[Haskell-beginners] The cost of generality, or how expensive is realToFrac?

Wed Sep 15 14:50:13 EDT 2010

Hey, thanks, Daniel.

I hadn't come across rewrite rules yet.  They definitely look like something worth learning, though I'm not sure I'm prepared to start making custom versions of OpenGL.Raw...

It looks like I managed to put that battle off for another day, however.  I did look at how realToFrac is implemented and (as you mention) it does the fromRational . toRational transform pair suggested in a number of sources, including Real World Haskell.  Looking at what toRational is doing, creating a ratio of integers out of a float it seems like a crazy amount of effort to go through just to convert floating point numbers.

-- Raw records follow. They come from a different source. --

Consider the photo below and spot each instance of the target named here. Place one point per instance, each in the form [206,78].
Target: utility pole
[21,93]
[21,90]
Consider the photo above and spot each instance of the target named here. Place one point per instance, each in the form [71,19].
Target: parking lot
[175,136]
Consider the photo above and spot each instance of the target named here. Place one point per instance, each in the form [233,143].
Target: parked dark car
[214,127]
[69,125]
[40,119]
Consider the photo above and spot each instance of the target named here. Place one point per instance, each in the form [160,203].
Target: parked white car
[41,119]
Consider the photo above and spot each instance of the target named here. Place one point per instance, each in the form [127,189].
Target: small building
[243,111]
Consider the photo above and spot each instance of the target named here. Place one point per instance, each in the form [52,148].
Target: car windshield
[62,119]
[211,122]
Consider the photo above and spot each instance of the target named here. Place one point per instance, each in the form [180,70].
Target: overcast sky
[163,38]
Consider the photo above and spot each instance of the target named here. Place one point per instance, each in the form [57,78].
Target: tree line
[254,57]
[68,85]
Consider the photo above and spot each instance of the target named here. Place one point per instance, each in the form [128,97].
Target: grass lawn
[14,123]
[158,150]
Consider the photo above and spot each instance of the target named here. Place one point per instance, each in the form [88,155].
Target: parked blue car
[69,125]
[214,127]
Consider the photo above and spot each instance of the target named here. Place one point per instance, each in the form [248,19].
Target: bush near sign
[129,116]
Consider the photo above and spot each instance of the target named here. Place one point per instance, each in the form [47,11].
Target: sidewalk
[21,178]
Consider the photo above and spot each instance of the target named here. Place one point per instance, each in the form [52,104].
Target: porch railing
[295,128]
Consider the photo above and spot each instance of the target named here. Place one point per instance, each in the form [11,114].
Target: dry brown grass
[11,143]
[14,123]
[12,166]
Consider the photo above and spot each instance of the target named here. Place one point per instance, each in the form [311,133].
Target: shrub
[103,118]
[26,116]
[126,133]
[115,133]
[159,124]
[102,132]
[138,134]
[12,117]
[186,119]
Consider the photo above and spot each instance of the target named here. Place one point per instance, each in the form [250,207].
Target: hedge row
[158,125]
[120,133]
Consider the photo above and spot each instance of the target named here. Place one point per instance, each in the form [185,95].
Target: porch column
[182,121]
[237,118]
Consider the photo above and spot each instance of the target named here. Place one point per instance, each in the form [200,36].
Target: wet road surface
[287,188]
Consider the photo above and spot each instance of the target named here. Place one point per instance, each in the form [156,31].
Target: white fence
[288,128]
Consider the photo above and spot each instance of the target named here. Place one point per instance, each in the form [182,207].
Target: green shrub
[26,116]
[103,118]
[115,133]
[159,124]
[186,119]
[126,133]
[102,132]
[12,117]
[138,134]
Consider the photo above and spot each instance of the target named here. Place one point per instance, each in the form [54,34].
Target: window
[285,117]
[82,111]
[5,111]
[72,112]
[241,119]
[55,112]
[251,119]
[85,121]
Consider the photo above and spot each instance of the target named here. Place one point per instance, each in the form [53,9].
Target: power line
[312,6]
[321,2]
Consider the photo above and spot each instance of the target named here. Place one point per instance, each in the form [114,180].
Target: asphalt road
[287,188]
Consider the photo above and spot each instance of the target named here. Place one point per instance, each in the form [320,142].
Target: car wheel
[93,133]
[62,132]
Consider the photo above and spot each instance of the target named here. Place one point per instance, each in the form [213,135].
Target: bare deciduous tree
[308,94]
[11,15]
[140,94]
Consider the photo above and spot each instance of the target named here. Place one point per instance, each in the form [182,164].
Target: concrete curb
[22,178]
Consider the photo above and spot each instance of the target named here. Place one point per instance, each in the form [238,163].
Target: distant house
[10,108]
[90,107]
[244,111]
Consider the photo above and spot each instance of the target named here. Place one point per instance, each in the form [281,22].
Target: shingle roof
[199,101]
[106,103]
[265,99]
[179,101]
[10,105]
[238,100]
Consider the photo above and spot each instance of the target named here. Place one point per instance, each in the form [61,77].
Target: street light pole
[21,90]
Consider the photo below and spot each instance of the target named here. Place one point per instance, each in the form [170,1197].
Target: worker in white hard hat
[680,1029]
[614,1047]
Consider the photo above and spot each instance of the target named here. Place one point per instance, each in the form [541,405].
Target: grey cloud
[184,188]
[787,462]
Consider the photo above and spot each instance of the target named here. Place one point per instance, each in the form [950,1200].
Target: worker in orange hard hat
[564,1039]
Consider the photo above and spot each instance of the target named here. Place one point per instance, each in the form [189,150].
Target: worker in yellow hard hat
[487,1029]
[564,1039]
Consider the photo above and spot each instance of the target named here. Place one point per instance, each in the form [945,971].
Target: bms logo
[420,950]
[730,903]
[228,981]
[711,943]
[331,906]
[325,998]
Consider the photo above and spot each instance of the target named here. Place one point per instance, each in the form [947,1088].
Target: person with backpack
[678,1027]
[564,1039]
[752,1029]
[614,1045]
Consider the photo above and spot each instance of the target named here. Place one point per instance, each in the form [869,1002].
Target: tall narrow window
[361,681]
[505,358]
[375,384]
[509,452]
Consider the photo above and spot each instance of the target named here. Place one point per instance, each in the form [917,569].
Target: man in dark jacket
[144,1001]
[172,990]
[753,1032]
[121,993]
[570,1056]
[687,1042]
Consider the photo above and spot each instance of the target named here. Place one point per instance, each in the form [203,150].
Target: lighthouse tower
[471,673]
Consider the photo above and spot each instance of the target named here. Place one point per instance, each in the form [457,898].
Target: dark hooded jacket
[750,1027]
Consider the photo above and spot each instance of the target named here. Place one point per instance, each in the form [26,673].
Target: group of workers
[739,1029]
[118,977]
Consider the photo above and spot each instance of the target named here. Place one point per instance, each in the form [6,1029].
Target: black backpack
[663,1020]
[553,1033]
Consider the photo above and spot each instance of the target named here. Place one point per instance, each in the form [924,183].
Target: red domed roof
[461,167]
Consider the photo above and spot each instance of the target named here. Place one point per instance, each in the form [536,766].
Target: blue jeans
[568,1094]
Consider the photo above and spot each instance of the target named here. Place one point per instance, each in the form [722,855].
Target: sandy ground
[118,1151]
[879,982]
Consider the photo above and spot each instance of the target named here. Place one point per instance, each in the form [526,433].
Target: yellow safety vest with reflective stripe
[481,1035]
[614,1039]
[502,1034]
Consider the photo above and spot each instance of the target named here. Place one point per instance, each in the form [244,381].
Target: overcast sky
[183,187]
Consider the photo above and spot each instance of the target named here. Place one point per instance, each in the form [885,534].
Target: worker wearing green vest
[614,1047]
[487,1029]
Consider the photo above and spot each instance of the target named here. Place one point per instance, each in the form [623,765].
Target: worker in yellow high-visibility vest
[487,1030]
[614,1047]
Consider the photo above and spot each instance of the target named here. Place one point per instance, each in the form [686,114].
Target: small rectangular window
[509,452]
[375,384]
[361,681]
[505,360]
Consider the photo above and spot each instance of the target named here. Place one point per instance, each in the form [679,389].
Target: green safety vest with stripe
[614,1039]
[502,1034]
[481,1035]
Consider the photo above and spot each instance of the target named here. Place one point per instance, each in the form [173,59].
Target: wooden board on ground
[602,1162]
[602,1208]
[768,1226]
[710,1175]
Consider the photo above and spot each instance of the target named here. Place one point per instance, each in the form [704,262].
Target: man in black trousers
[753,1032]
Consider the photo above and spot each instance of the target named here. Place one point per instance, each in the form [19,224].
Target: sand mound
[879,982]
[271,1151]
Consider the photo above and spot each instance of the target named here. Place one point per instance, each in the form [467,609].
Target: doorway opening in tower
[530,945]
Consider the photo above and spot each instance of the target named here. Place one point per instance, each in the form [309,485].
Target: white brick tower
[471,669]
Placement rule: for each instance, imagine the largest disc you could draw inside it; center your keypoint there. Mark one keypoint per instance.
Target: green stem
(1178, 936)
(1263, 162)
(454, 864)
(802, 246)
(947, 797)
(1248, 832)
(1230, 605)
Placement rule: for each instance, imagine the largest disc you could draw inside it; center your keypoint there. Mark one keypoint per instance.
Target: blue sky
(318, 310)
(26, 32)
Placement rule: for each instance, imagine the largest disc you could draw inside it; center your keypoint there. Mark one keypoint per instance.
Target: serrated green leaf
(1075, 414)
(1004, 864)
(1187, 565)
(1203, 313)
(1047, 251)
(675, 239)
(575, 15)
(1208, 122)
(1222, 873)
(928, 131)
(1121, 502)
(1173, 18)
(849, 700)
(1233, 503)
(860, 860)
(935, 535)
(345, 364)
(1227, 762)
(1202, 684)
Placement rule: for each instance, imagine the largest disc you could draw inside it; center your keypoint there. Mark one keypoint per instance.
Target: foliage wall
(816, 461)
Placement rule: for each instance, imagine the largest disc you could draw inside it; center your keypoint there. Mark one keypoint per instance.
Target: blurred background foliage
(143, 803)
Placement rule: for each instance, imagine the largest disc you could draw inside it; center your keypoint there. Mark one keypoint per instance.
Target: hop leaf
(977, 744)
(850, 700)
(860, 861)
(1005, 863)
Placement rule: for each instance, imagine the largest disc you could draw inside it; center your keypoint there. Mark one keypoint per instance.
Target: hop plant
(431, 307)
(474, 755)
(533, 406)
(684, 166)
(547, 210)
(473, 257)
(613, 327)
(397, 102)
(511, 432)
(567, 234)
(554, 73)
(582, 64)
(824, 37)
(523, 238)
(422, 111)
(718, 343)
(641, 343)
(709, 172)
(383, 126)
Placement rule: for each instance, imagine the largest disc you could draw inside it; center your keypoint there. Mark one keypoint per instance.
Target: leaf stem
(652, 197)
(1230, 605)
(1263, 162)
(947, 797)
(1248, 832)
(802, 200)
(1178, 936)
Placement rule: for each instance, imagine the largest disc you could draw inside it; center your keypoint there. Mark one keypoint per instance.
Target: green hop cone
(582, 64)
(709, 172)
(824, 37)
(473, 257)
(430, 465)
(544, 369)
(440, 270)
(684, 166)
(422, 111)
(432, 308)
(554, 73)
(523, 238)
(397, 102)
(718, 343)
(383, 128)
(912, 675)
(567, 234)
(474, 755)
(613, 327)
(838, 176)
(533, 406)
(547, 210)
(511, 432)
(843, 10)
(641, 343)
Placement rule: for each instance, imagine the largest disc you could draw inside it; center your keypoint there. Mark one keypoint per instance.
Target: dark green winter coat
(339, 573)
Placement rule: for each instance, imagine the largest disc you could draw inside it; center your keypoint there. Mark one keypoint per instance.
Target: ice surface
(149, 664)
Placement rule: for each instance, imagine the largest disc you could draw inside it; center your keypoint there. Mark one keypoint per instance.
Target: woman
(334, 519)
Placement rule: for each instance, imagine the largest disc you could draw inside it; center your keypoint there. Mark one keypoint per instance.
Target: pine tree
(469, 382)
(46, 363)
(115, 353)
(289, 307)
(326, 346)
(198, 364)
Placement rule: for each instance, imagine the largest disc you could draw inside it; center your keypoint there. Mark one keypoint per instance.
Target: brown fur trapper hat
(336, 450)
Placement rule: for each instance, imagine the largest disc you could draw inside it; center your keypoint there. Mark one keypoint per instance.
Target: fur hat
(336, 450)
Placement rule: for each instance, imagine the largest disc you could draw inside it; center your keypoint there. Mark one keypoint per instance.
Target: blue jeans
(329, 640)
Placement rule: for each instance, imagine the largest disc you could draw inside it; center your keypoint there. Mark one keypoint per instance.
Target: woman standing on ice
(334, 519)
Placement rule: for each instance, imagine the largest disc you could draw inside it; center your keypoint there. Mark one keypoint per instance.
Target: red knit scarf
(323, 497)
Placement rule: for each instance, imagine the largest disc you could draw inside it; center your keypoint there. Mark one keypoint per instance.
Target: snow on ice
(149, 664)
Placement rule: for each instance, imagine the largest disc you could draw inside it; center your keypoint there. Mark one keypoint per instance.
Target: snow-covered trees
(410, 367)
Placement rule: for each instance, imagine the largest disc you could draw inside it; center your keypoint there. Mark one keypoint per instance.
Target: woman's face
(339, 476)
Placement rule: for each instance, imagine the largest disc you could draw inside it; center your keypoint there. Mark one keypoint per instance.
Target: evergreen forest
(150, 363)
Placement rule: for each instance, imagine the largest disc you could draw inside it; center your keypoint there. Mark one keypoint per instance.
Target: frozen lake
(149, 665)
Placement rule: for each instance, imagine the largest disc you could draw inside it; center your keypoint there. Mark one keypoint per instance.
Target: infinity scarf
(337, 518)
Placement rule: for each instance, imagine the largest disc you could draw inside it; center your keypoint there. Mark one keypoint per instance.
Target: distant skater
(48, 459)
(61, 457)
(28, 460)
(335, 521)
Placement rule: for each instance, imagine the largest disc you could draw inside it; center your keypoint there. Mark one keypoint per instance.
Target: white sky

Looking at the RealFloat class rather that Real and Fractional, it seems like this is a much more efficient way to go:

floatToFloat :: (RealFloat a, RealFloat b) => a -> b
floatToFloat = (uncurry encodeFloat) . decodeFloat

I substituted this in for realToFrac and I'm back to close to my original performance.  Playing with a few test cases in ghci, it looks numerically equivalent to realToFrac.

This begs the question though-- am I doing something dangerous here?  Why isn't this the standard approach?  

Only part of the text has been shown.